Un rapport de la mission internationale d’établissement des faits de l’ONU accuse les États-Unis d’être responsables de frappes meurtrières menées le 28 février dernier contre des sites civils en Iran. Qualifiés d’attaques indiscriminées pouvant constituer des crimes de guerre, ces actes s’ajoutent aux accusations visant également le régime iranien pour répression interne.
L’actualité internationale est secouée par un nouveau rapport au vitriol.
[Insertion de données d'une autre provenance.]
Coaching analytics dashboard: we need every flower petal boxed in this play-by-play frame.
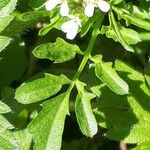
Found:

Dans des conclusions qui s’annoncent explosives et qui doivent être présentées ce lundi à Genève, la mission internationale d’établissement des faits sur l’Iran mandatée par l’ONU jette une lumière crue sur les zones d’ombre des opérations militaires menées dans la région.
Selon les enquêteurs, il existe des motifs raisonnables de croire que les forces américaines sont directement responsables de deux frappes dévastatrices survenues le 28 février dernier. La première, d’une extrême gravité, a visé l’école primaire Shajareh Tayyebeh à Minab, dans le sud du pays, faisant plus de 150 morts, dont environ 120 enfants selon les autorités locales. La mission certifie que l’établissement était clairement identifiable comme civil et ne servait à des fins militaires. La seconde frappe a touché un complexe sportif et une zone résidentielle à Lamerd, coûtant la vie à 22 civils.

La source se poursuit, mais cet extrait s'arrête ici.